Fra
i tanti miei difetti metto al secondo posto quello di non riuscire a
dare alla visione d’insieme
neanche un decimo dell’attenzione
che do ai dettagli (al primo posto, invece, metto quello di concedere
pubblicamente che siano difetti quelli che nell’intimo
considero essere pregi), e questo accade sempre, da sempre, di fronte
a un quadro, nella scelta di un capo di abbigliamento, nella lettura
di un testo...
Il «bellissimo pezzo»
di Luca Sofri segnalato ieri da Massimo Mantellini, per esempio: mi
sarò certamente perso l’armonia
del tutto, ma a tre quarti del pezzo, che fin lì s’era
risolto per metà nel riportare brani di un articolo di recente
apparso sul Washington
Post
e per metà nel farne l’eco,
l’attenzione
s’è
appuntata su un dettaglio, e di lì non s’è
più mossa.
«Ci
sono in Italia
– ho letto – almeno
cinque giornali, per restare ai quotidiani, la cui priorità è
l’avvelenamento dei pozzi e la costruzione di un continuo
risentimento nei propri lettori da indirizzare contro qualcosa o
qualcuno».
Almeno cinque?
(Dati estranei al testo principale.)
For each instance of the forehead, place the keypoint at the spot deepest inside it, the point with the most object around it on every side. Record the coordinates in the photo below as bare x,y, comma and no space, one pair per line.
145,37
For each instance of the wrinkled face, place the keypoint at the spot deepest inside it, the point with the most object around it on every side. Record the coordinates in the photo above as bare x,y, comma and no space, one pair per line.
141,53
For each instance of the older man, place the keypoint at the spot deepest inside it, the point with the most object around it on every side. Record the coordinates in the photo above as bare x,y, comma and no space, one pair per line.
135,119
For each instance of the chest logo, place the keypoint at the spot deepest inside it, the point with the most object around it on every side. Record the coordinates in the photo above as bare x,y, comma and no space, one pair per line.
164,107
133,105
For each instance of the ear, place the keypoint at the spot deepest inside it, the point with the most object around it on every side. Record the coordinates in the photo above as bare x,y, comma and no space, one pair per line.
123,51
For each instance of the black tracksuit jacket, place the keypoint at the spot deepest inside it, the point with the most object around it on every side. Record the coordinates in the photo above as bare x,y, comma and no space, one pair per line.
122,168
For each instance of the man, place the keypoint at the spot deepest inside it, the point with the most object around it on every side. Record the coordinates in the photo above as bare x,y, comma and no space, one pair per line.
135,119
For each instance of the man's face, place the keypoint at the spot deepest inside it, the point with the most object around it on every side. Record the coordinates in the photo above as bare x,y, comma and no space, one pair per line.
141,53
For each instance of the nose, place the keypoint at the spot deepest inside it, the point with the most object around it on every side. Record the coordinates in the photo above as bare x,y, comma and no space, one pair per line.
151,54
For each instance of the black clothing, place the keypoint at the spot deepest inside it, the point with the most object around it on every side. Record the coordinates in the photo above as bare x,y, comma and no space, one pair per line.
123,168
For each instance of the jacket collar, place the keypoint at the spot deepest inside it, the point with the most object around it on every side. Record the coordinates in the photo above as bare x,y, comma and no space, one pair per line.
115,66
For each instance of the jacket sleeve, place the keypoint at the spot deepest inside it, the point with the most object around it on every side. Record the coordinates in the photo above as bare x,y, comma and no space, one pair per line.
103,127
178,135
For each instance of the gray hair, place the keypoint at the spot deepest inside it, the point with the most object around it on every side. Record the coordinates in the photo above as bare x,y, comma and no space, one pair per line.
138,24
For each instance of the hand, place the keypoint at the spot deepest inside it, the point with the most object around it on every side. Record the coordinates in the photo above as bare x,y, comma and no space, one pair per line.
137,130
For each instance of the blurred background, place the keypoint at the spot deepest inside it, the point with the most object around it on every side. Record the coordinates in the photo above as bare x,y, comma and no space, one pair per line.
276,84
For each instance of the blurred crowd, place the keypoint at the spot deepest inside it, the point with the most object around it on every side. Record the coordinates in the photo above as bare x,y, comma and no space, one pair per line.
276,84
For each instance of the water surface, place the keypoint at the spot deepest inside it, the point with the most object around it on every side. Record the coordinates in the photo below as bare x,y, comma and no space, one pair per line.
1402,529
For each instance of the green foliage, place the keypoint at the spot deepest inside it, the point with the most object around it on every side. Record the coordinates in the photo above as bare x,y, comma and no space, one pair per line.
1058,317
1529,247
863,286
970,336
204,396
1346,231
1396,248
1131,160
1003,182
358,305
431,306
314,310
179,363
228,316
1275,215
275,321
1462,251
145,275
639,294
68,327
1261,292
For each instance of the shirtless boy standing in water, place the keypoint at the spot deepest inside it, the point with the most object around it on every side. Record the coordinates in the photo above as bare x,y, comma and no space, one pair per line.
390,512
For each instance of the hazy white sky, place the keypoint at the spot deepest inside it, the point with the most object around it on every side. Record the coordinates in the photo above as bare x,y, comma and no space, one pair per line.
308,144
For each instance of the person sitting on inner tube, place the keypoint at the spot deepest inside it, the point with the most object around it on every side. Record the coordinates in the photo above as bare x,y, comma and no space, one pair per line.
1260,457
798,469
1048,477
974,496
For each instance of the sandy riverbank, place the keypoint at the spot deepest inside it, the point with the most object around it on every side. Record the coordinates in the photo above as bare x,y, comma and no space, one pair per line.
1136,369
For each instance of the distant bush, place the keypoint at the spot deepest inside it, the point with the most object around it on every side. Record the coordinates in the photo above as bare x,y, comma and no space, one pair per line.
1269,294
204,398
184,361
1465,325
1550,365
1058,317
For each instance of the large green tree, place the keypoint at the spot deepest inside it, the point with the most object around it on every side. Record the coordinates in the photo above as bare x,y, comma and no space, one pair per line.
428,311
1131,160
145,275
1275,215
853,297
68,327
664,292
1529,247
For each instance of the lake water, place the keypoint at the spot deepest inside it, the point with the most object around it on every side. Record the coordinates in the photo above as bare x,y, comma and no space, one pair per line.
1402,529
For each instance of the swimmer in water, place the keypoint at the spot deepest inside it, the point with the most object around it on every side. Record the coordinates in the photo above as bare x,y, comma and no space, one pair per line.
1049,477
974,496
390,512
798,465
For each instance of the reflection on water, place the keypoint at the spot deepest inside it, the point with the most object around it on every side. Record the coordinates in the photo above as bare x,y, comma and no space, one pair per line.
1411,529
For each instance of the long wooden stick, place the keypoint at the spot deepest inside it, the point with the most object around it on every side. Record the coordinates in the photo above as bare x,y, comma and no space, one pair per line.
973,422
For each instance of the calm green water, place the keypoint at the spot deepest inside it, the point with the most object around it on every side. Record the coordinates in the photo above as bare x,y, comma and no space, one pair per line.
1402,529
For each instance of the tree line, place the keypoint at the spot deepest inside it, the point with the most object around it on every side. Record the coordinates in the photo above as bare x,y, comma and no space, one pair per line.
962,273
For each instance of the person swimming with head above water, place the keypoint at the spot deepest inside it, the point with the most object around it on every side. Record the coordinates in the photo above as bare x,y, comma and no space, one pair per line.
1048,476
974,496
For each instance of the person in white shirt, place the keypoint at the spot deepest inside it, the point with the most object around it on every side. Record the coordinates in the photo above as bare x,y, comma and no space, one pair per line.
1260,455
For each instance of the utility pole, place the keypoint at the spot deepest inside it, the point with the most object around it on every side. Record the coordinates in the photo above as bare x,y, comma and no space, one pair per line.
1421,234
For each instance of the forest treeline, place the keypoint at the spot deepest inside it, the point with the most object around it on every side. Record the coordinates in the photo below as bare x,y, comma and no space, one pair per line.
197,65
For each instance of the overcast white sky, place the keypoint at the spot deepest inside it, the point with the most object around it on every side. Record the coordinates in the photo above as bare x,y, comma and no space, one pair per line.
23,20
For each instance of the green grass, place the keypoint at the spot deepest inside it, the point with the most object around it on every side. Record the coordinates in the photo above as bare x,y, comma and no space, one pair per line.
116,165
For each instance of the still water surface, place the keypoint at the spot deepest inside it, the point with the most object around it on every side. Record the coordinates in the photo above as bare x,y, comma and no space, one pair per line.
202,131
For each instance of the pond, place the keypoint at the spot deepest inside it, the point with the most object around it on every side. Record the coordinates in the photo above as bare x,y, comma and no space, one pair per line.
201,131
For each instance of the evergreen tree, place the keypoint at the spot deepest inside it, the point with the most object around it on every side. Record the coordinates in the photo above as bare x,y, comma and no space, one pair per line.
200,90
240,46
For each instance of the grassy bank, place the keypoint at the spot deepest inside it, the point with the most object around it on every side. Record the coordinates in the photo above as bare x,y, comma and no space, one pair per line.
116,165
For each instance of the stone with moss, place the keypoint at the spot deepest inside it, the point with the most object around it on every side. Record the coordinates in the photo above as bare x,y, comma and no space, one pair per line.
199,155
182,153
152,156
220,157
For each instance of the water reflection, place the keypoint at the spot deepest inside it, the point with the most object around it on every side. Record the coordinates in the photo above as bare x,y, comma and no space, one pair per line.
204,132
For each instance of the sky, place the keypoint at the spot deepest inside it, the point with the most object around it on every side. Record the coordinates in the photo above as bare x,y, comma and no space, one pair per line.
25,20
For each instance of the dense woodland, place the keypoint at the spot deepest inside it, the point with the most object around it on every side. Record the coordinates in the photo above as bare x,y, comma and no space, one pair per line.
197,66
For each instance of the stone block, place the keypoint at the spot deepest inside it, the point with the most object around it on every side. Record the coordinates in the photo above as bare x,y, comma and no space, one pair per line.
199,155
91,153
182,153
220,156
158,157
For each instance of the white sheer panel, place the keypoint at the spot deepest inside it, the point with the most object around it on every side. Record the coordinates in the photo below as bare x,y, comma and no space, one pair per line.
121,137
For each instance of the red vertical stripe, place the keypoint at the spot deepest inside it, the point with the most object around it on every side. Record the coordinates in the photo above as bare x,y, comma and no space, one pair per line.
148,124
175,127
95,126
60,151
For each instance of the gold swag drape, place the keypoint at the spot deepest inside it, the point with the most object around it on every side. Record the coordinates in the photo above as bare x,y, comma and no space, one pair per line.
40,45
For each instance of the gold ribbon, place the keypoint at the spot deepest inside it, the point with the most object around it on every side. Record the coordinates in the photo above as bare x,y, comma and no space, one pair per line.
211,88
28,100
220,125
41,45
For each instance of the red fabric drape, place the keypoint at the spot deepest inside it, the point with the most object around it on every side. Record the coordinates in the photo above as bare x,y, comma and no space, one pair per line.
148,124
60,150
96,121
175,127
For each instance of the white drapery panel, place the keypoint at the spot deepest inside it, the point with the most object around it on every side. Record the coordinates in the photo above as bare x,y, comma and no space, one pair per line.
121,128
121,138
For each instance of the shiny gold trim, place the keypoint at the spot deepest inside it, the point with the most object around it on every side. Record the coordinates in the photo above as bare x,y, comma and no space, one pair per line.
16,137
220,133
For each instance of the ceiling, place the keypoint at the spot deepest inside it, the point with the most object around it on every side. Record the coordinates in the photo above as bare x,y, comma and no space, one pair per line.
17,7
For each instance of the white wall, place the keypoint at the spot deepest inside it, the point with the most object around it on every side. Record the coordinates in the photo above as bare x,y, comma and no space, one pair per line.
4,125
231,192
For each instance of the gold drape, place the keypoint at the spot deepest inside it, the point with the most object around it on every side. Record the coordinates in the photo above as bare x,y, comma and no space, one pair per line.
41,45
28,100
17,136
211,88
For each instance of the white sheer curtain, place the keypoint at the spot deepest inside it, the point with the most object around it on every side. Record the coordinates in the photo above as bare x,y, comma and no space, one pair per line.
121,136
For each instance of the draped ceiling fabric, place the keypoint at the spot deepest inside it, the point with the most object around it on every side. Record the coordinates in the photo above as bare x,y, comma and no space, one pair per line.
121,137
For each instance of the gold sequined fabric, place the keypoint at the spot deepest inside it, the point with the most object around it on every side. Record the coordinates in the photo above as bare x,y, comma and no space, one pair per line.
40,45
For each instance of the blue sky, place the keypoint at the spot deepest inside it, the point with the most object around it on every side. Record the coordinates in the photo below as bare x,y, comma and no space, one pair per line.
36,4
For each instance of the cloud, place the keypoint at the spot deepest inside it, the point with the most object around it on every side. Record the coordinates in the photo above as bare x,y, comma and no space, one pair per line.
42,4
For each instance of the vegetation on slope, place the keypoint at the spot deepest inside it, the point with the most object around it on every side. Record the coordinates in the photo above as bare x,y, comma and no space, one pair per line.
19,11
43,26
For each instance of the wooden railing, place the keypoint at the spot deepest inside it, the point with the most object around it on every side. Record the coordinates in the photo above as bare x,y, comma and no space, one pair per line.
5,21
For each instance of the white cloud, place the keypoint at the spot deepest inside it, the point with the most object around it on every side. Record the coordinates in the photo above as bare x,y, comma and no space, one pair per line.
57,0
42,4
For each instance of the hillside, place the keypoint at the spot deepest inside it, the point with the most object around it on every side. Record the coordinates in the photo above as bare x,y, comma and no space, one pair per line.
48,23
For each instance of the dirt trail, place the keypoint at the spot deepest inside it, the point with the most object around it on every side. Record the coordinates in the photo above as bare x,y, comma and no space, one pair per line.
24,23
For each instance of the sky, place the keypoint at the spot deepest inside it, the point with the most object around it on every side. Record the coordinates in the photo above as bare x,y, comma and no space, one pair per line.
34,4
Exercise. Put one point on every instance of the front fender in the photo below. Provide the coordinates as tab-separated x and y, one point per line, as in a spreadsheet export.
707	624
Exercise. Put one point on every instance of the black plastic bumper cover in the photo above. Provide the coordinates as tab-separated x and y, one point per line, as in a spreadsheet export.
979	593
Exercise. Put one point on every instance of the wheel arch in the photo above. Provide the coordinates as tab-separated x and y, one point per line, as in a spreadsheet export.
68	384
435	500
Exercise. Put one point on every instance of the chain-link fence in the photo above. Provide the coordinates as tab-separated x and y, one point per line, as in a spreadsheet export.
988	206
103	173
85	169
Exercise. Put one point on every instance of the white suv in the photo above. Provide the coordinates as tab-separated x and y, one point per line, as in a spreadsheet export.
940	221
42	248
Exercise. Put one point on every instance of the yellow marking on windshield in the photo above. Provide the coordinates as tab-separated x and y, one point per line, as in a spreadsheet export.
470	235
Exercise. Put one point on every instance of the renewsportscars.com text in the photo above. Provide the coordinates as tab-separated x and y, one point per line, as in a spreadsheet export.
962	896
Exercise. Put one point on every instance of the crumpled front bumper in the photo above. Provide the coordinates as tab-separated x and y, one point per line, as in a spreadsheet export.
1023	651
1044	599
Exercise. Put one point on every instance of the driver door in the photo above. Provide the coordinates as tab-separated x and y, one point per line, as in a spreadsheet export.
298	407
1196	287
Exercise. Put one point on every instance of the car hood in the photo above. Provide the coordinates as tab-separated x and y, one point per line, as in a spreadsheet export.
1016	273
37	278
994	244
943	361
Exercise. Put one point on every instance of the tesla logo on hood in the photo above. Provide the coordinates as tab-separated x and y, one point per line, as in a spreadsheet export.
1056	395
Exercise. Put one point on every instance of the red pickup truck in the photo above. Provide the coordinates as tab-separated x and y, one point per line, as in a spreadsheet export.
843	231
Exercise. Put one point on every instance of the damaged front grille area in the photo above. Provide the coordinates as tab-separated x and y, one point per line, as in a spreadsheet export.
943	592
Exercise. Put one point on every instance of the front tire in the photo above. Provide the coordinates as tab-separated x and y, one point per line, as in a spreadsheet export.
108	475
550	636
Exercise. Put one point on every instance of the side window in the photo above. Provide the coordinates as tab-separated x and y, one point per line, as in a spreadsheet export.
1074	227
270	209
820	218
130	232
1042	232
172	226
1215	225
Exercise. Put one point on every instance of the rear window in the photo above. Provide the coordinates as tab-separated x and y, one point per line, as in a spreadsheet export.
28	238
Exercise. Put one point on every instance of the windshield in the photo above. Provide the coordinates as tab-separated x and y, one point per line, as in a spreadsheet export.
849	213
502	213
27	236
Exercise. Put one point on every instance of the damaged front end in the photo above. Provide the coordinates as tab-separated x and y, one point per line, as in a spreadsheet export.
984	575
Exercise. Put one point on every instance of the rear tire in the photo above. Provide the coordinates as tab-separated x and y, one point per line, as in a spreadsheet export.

E quali? Libero,
La
Verità,
il
Giornale...
E poi? Il
Fatto?
Ok, pure Il
Fatto
ci sta, ma poi? Quale sarebbe il quinto quotidiano che semina
zizzania a larghe mani e aizza i propri lettori al linciaggio di chi
gli sta sul cazzo?
A me non viene in mente altri che Il
Foglio,
e manco tanto Il
Foglio
diretto da Claudio Cerasa, che, poverino, cerca di ferrareggiare, ma
con risultati assai scadenti, quanto Il
Foglio
sul quale scriveva pure Luca Sofri, mai sapremo se perché facesse
andare in estasi il direttore per la sua prosa o se perché
raccomandato dal papà.
Era Il
Foglio
che massacrava d’improperi
il politically
correct,
che lamentava l’attacco
a Dio, Patria e Famiglia sferrato dalla lobby gay e laicista, che
denunciava la pretesa della scienza a dire sempre l’ultima
parola su temi che solo i cretini potevano ritenere fossero
scientifici, e invece erano teologici, che definiva bufala il global
warming
e che tuonava contro l’evoluzionismo.
Era Il
Foglio che
chiamava a raccolta i suoi lettori per bersagliare di frizzi, lazzi e
fumanti palle di letame ora Roberto Benigni, ora Furio Colombo, ora
Emma Bonino, e a chi faceva centro era assicurato un affettuoso
occhiolino, ma soprattutto era Il
Foglio
che si sperticava in lodi per la figura del leader dai modi spicci,
schmittianamente inteso come signore dello «stato
d’eccezione»,
e fanculo alla lettera della Costituzione, ignorante del tanto da
poterlo dire cazzuto, volgare del tanto da poterlo dire pop,
gaffeur
del tanto da poterlo dire al di là del bene e del male.
Poi era
pure Il
Foglio
che di fronte ai barconi di migranti invitava a frenare la pietà
perché «il
sentimento benigno fa in questo caso la piaga purulenta»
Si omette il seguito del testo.